Patient care is likely suffering as a result. During the Covid-19 pandemic, the researchers wrote, more infection control violations might have resulted from new staff members who were less familiar with the protocols. At least 172,000 nursing home residents and workers have died during the pandemic.
But the risks to patients if their nurses are constantly changing were already well substantiated in the research literature before the current public health emergency.
“New staff members might not be as familiar with the facility’s residents and practices, which may lead to quality problems,” the authors explained in their introduction. “For example, high rates of turnover have been found to lead to more rehospitalizations and more frequent use of physical restraints.”
The retention problem is bigger than compensation: Registered nurses, for example, make $35 an hour on average, well beyond the scope of any minimum wage hike. Burnout is one likely culprit, given the emotional and physical difficulty of this work. The researchers also found that for-profit facilities, and those owned by large chains, saw higher turnover rates.
But low pay has been a chronic problem for retaining nursing-home staff, which is why raising the minimum wage could help to alleviate — if not solve — the problem described in this study.

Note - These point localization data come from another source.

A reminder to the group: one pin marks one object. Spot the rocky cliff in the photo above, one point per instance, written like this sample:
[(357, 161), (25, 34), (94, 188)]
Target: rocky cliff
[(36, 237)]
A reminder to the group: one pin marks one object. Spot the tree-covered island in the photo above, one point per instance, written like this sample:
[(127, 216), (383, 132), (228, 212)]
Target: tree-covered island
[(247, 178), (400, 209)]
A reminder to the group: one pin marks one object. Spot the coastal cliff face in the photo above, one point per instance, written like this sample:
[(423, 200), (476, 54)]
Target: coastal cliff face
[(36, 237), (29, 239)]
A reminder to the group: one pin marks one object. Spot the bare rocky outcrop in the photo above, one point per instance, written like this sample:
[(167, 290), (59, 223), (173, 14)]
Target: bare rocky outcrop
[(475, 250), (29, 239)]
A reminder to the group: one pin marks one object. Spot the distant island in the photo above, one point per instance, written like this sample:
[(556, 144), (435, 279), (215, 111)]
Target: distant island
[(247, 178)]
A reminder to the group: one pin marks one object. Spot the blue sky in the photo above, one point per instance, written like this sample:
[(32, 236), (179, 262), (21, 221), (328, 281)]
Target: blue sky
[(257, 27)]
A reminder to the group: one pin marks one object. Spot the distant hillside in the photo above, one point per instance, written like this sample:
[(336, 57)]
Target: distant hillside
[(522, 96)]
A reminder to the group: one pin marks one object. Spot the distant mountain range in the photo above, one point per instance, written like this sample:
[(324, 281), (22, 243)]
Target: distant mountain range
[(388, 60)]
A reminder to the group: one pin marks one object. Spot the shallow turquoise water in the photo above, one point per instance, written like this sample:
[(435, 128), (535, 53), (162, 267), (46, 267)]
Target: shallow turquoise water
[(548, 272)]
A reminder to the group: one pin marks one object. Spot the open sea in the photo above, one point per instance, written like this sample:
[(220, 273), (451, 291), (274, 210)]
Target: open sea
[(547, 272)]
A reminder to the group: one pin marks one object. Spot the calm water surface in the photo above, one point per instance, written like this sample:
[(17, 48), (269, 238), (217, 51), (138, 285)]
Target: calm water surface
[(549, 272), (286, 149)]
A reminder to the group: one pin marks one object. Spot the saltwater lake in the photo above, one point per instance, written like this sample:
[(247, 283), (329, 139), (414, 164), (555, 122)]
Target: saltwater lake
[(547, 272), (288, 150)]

In particular, certified nursing assistants could benefit. CNAs, who work under more senior nurses, provide basic care to long-term care patients and help them with daily activities. Those duties include helping patients with bathing, measuring vital signs and conveying any worrying information to nurses, serving meals and helping patients eat, and turning or repositioning less mobile patients.
For that work, they often make wages near the minimum. The average hourly wage for a CNA in 2019 was $14.25, according to the Bureau of Labor Statistics, below the new $15 minimum wage that many Democrats want to set. But some make as little as $10 an hour, according to BLS, which means even a more modest increase from the current $7.25 federal minimum wage could provide those health workers with more economic security.
“Nursing home work is demanding and it stands to reason that many staff can make similar wages working other jobs,” Grabowski told me. “Low wages are not only the reason for staff turnover but raising wages would have a major impact on staff retention.”
It would cost money: A Congressional Budget Office estimate on Democrats’ Raise the Wage Act found Medicaid spending would increase by $16 billion over 10 years, in part because Medicaid covers a lot of long-term care in the US.
The Health Affairs study’s authors propose other suggestions for addressing retention, including making this information easily available both to give patients more transparency about specific facilities and to encourage those facilities to work on retaining their workers. Lawmakers could also mandate other benefits, such as health insurance and paid leave, or incentivize continuing education to give CNAs specifically upward mobility in their work.
Raising the minimum wage might, broadly speaking, create some benefits and some tradeoffs. But this new research indicates it would also be one way to ensure the most vulnerable patients get the care that they deserve.